When we as the church fulfill this role for one another and for the world we become filled with light.  It’s not so much about the oil, after all, is it?  It’s about being light-filled and illuminating the darkness for others.  We are the lamps who guide others to God’s love.

In closing, I leave you with a story from the desert fathers:

“Abba Lot came to Abba Joseph and said: Father, according as I am able, I keep my little rule, and my little fast, my prayer, meditation and contemplative silence; and, according as I am able, I strive to cleanse my heart of thoughts: now what more should I do? The elder rose up in reply and stretched out his hands to heaven, and his fingers became like ten lamps of fire. He said: Why not become fire?"

You can practice all manner of spiritual disciplines, pray without ceasing, seek God first, and be holy and devout, yet at some point you have to realize that it is not enough unless you become fire.  Becoming fire can mean different things for each one of us.  The best way to describe becoming fire is to tap into your passion and let it guide you in all you do.  As you go through life with your passion showing, the world will see your fire.  Maybe you have a passion for dance or organizing or cooking or math or relationships or comforting others or teaching… you fill in your own blank.  Whatever it is that drives you and urges you to get up in the morning, that makes you feel most alive … that is the passion that sets you on fire.  That is God’s gift to you for you to shine.

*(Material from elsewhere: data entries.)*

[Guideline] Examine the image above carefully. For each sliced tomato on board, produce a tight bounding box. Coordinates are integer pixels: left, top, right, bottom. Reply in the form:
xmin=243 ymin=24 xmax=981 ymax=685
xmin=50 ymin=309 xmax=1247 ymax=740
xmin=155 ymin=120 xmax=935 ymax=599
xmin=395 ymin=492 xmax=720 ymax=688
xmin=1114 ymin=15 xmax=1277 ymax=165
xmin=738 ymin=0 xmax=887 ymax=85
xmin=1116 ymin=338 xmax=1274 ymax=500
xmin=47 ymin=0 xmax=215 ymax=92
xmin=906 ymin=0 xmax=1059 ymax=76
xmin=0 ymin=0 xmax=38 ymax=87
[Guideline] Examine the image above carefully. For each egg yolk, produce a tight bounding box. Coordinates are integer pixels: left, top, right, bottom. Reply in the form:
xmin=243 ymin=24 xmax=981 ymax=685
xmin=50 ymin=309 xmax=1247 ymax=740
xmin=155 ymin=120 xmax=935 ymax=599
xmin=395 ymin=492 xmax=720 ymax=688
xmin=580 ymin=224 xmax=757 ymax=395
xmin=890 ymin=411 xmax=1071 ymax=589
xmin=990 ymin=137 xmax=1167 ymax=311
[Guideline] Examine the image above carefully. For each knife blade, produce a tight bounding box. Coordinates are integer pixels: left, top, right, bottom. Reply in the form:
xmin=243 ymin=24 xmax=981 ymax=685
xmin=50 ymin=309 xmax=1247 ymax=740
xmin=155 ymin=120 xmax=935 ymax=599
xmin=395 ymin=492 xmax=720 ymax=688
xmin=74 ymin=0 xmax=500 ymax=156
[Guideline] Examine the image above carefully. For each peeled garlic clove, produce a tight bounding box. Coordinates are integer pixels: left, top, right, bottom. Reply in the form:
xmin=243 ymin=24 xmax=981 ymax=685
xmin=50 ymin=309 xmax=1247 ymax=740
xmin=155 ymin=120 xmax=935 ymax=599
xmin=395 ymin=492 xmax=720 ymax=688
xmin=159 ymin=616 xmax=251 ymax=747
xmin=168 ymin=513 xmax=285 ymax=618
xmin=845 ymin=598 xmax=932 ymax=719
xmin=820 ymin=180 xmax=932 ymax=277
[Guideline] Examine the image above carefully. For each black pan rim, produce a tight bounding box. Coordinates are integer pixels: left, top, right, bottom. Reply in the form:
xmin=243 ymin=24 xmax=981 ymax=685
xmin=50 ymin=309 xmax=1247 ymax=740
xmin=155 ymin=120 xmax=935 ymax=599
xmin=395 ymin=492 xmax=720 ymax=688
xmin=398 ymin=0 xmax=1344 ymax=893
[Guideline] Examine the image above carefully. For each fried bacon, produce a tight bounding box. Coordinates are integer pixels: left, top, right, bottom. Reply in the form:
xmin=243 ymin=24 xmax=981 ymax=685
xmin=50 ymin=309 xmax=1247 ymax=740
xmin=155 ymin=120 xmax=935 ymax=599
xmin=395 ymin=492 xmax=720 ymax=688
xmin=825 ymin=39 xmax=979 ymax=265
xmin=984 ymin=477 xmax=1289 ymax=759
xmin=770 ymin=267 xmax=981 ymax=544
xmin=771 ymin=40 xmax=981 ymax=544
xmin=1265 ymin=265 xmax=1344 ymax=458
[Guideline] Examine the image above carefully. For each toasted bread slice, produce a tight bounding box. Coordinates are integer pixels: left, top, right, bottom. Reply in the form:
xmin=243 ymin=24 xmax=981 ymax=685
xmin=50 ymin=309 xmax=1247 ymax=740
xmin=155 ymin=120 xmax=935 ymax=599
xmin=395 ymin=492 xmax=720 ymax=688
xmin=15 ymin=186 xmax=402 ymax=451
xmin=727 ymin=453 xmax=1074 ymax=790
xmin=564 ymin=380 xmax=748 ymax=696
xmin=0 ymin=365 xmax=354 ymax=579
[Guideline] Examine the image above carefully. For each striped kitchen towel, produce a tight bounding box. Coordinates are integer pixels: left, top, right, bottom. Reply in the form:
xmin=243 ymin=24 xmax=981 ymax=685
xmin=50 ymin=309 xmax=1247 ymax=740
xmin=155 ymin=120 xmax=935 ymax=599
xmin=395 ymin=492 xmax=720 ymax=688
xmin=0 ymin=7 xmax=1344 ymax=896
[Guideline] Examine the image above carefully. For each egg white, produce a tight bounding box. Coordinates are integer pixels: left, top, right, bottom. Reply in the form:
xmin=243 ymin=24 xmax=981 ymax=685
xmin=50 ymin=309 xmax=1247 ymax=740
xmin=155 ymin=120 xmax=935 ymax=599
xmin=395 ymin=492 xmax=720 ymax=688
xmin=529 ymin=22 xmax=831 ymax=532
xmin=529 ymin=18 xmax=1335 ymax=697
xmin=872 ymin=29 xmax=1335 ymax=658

“Many of the mystics talk about God as the living flame within each of us: we each contain a spark of the divine.  Fire is a symbol of purification and passion, warmth and raging power, destruction and rising up like the Phoenix from the ashes.  Becoming fire means holding these tensions and saying yes to life by the very way we live. It means unleashing the tremendous power of love into the world and, as Teilhard de Chardin says so poetically , Someday, after we have mastered the winds, the waves and gravity, we shall harness for God energies of love. Then for the second time in the history of the world we will have discovered fire.” (

What holy fire is within you?  Use it to set the world ablaze with love.